French President Emmanuel Macron (L) and Iranian counterpart Hassan Rouhani, New York, September 19, 2017 (Ludovic Marin/AFP)
French President Emmanuel Macron has launched another effort to mediate between Iran and the US, hoping to salvage the 2015 nuclear deal and reduce the risk of military confrontation.
Ahead of this weekend’s summit in Biarritz, Macron offered on Wednesday an easing of sanctions or a mechanism to bypass the restrictions “to enable the Iranian people to live better”, in return for Tehran’s full compliance with the agreement with the remaining 5+1 Powers (France, UK, Germany, Russia, China).

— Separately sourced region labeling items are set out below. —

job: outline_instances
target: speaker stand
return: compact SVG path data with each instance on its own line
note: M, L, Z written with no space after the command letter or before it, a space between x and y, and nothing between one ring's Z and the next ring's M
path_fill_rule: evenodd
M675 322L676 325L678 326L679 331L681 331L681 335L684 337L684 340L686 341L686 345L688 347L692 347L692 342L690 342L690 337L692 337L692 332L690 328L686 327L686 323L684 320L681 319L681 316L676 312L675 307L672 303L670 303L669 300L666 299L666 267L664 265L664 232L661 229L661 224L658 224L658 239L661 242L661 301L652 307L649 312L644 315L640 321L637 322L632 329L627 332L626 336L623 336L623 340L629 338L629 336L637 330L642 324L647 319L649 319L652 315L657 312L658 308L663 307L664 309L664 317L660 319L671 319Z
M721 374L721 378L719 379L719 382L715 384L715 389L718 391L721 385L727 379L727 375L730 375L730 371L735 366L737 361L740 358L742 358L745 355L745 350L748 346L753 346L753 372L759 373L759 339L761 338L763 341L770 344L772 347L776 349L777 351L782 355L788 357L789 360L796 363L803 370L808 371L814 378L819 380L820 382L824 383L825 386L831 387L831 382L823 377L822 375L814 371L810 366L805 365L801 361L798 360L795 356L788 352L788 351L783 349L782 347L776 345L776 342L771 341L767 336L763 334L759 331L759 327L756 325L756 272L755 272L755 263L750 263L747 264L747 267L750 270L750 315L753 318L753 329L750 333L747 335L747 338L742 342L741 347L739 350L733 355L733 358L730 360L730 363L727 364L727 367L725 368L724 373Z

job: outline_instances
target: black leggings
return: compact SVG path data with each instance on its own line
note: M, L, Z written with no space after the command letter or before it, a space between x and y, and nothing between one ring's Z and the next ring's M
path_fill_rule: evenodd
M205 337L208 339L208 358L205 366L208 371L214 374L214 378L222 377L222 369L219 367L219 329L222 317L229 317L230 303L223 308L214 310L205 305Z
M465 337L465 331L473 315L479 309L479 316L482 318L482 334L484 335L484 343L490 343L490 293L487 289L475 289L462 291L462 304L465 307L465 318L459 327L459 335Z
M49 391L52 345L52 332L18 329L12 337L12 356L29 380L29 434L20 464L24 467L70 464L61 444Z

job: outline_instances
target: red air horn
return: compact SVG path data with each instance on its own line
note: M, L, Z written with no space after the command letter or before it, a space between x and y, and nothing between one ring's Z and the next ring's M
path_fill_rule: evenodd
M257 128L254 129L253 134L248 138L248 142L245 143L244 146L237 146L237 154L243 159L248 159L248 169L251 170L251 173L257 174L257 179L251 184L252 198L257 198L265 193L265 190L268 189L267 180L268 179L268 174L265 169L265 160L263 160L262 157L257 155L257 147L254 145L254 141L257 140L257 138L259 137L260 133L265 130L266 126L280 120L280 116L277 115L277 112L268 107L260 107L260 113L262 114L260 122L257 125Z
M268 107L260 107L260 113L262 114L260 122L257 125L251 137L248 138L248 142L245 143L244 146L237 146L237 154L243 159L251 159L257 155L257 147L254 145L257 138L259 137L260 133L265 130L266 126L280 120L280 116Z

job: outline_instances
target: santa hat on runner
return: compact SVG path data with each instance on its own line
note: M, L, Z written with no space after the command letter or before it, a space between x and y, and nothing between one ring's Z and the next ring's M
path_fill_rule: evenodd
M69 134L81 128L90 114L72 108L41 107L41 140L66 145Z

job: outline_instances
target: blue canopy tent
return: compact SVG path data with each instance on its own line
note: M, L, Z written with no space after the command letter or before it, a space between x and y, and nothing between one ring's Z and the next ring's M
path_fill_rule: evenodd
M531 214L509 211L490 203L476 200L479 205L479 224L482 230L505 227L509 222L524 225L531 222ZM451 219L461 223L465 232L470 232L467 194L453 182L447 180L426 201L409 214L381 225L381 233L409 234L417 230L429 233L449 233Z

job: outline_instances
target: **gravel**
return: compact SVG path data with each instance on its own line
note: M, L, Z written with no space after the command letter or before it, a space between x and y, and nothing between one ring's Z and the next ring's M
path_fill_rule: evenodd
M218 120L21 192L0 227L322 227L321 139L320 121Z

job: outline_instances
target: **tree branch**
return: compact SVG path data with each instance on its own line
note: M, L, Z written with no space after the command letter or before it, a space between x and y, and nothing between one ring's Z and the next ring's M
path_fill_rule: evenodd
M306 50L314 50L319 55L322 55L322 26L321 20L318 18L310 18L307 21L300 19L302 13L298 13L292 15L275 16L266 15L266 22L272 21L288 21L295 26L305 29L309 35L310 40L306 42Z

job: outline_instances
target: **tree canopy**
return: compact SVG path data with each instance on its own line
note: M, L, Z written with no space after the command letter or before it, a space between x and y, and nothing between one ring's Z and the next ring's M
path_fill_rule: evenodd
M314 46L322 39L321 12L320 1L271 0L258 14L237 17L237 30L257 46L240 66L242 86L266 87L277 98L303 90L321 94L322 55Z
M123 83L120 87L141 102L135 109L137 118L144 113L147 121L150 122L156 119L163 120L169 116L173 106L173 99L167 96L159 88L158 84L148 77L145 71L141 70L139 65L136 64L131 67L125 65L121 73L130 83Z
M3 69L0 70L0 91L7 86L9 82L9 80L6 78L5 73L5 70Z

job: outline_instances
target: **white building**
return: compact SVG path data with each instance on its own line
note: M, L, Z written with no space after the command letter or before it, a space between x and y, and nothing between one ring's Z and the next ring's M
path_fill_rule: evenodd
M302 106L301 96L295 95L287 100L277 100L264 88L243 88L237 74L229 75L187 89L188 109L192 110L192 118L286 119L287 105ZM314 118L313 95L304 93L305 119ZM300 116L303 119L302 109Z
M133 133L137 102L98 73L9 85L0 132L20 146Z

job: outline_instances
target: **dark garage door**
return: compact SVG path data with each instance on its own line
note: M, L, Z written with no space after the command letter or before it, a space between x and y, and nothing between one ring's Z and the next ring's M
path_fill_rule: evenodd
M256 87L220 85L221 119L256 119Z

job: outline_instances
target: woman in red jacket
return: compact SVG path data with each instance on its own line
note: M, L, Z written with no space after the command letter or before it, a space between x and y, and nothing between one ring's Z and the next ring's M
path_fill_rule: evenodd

Donald Trump withdrew the US from the accord in May 2018 and Washington imposed comprehensive sanctions in November, tightening them this spring. Meanwhile, the prospect of a clash rose with attacks and detentions of tankers and downing of drones in the Persian Gulf and Strait of Hormuz, through which 20% of the world’s oil passes.
Macron tried last month to ease tensions, after Trump approved but then called back US airstrikes inside Iran. After the French leader spoke with Trump, Iranian President Hassan Rouhani said Iran will return to its commitments under the nuclear deal if the US eases sanctions.
Failing to complete a link with Europe to prop up its troubled economy, Iran has broken the deal’s limit on stocks of 3.67% uranium, raised enrichment to 4.5%, and said it may return to the production of 20% uranium which it pursued before the 2015 agreement. Rouhani has announced resumption of construction of the Arak heavy reactor, suspended under the deal until a redesign halted the by-product of plutonium, which can be used in a military nuclear program.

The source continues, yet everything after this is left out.